Cardiovascular disease (CVD) is a prevalent and growing public health problem in the United States and globally.1,2 Seasonal variability in CVD incidence has been described extensively.3,4 A winter excess in the incidence and mortality related to coronary heart disease (CHD),5 acute myocardial infarction,6,7 heart failure (HF),8,9 arrhythmias, and sudden cardiac death6,10,11 has been reported previously. In addition to temporal variability, there is significant geographic variability in CVD prevalence and mortality.12,13
Current data on temporal and geographic variation in CVD are largely derived from community-based surveillance studies. Most such studies employ a retrospective observational design that is dependent on diagnostic codes for case finding that are then validated per the study protocol.14 Large retrospective hospital databases such as the National Inpatient Sample and surveys such as the National Health and Nutritional Examination Survey and the Behavioral Risk Factor Surveillance System are resource intensive and have a 2- to 3-year lag period in data availability. This lack of real-time data is a major impediment to effective CVD surveillance in the community. In the current era, passively generated digital data could potentially be leveraged to estimate disease activity in the community until validated data from traditional sources become available.
The past decade has witnessed an exponential increase in Internet penetration, with rates in many nations in the developed world now exceeding 80%. For example, nearly 80% of the US population now owns a smartphone. In 2012, there were 2.4 billion Internet users worldwide generating 2.5 quintillion (2.5 × 1018) bytes of data every day,15 and these passively generated data provide unprecedented opportunities to study disease patterns at the community level by tapping into collective population interests and behaviors. Digital footprints left by online users could potentially serve as proxies for disease activity at a community level, thereby providing invaluable insights into temporal and spatial trends in diseases.16 In a preliminary analysis, we found that hypertension related search query volumes follow seasonal trends similar to real-world observations in the United States and Australia.17 In the current study, we analyzed data from Google Trends to ascertain whether search query volumes related to CVD show temporal and geographic variation that is parallel to real-world observations.
METHODS
Search Strategy
We searched Google Trends for search terms related to CVD in the areas of CHD, acute coronary syndrome, arrhythmias, HF, hypertension, and diabetes mellitus.18 Search query volume was filtered by the term health using the Google query category feature to discard non–health-related queries that could confound results. We selected a total of 28 search query terms for the 5 CVD categories (Supplemental Table 1, available online at http://www.mayoclinicproceedings.org). To analyze and compare patterns in the Northern and Southern Hemispheres, we used data for the United States and Australia.

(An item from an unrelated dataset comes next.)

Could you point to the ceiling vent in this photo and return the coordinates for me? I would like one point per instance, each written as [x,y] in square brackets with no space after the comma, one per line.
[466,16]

Google reports relative search volumes (RSVs) on specific query terms on a normalized scale of 0 to 100. This scale represents the number of times a particular search term has been queried relative to the total number of search queries for a particular time period in a particular geographic location. These numbers do not represent absolute search volumes. Google publicly reports RSVs, which can be searched by country and for any time period starting from January 2004. We obtained weekly RSVs for the 28 search query terms in our study from the period January 4, 2004, to April 19, 2014. Data were downloaded from Google Trends in April 2014. Google reports weekly RSVs for the United States and weekly/monthly RSVs for Australia. For 17 of the 28 search terms for Australia, only monthly RSVs were available. For search terms for Australia for which only monthly RSVs were reported, weekly RSVs were calculated using linear interpolation.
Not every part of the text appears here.